呻吟語 / 内篇・談道・才は誠より出づ
誠與才合,畢竟是兩個,原無此理。蓋才自誠出,才不出於誠算不得個才,誠了自然有才。今人不患無才,只是討一誠字不得。
新字:誠与才合,畢竟是両個,原無此理。蓋才自誠出,才不出於誠算不得個才,誠了自然有才。今人不患無才,只是討一誠字不得。
書き下し
誠と才と合すれば、畢竟是れ兩個にして、原と此の理無し。蓋し才は誠より出づ。才の誠より出でざるは才と算へ得ず。誠なれば自然に才有り。今人才無きを患へず、只だ是れ一の誠の字を討ね得ざるなり。
現代語訳
誠と才能を合わせようとするのは、それを二つの物と見ているからで、もともとそんな理屈はありません。
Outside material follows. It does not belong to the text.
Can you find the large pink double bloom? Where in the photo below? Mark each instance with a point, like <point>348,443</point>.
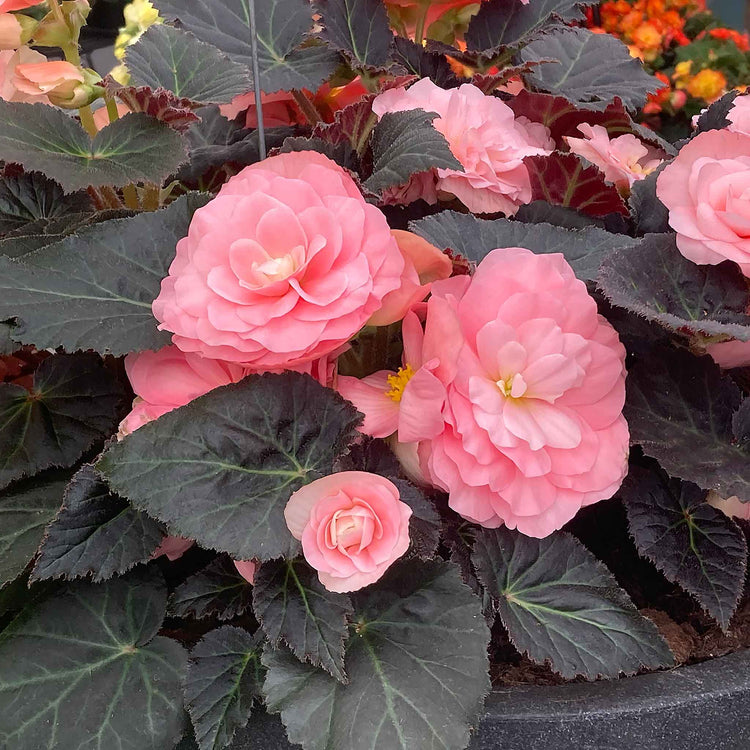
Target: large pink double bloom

才能は誠から出てくるものです。誠から出ていない才能は才能とは数えられません。誠であれば自然に才能はそなわります。今の人は才能が無いことを心配していますが、ただ誠の一字を見つけられずにいるのです。
解説
誠実さと能力を足し算で考えるのをやめよ、という段です。才は誠から生えてくる枝であって、別の木ではない。だから誠でない人の器用さは、そもそも才の勘定に入らないと言い切ります。最後の一行が現代にも刺さります。人は能力不足を嘆いて研修や資格に走りますが、本当に見つかっていないのは誠のほうだ、という診断です。